Small claims courts give you the opportunity to resolve disputes for small amounts of money without great expense. In Pennsylvania, small claims cases are governed by state laws, so the procedures are basically the same in all counties. The most common types of small claims cases are breach of contract, property damage and automobile accidents. These cases are heard in the Magisterial District Court in each county. You can argue your case yourself or have an attorney or another person represent you.
Before You File
First, make sure your case is appropriate for small claims court and that it falls within the statute of limitations which can vary by case. The statute of limitations sets out the amount of time you have to file a case after the event that you're suing over occurs. After the time allowed for your type of case has passed, you can no longer file a lawsuit.

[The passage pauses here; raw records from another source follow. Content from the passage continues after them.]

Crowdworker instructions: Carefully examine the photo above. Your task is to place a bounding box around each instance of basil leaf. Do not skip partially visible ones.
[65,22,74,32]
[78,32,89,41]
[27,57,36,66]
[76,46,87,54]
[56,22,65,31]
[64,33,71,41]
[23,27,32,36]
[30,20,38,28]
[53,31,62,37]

Pennsylvania small claims courts accept cases for amounts up to $12,000. Other things to consider before filing include:
- Whether you have sufficient evidence to prove your case
- Whether the defendant can pay the judgment if you win
- Whether the potential judgment is worth the time, effort and expense necessary to file and present your case
Where to File
You must file your case in the county where the other party lives or where the incident occurred. Visit the Magisterial District Court in the appropriate county. An interviewer can help you complete a statement of claim in which you will note the details of the case, including dates, times, places and the amount in dispute. You'll need the other party's full name and physical address because the court can't send documents to a P.O. box. If the defendant is a business entity, you should know whether it is a sole proprietorship, partnership or corporation. You can file a statement of claim by mail if you don't need assistance from an interviewer. You may have a lawyer or someone else help you file the case and represent you in court, but you must complete and file a form for authorizing him to do so.
The clerk of the court will inform you of the filing fee and the fee for serving the party you're suing with a copy of the statement of claim. Service involves the clerk sending a copy of the statement of claim to the defendant on your behalf. You can choose to have it delivered by certified or registered mail, by a court-appointed party who isn't involved in the case or by the sheriff. It's usually best to have the sheriff serve the documents if you think the defendant will avoid accepting them. If you win your lawsuit, these fees are added to the judgment so you'll be reimbursed.
You may be eligible for a fee waiver if you can't afford the fees and can prove financial hardship. The court clerk can provide information on these requirements and tell you how to apply for a fee waiver.
Your hearing will be set for 12 to 60 days from the day of filing.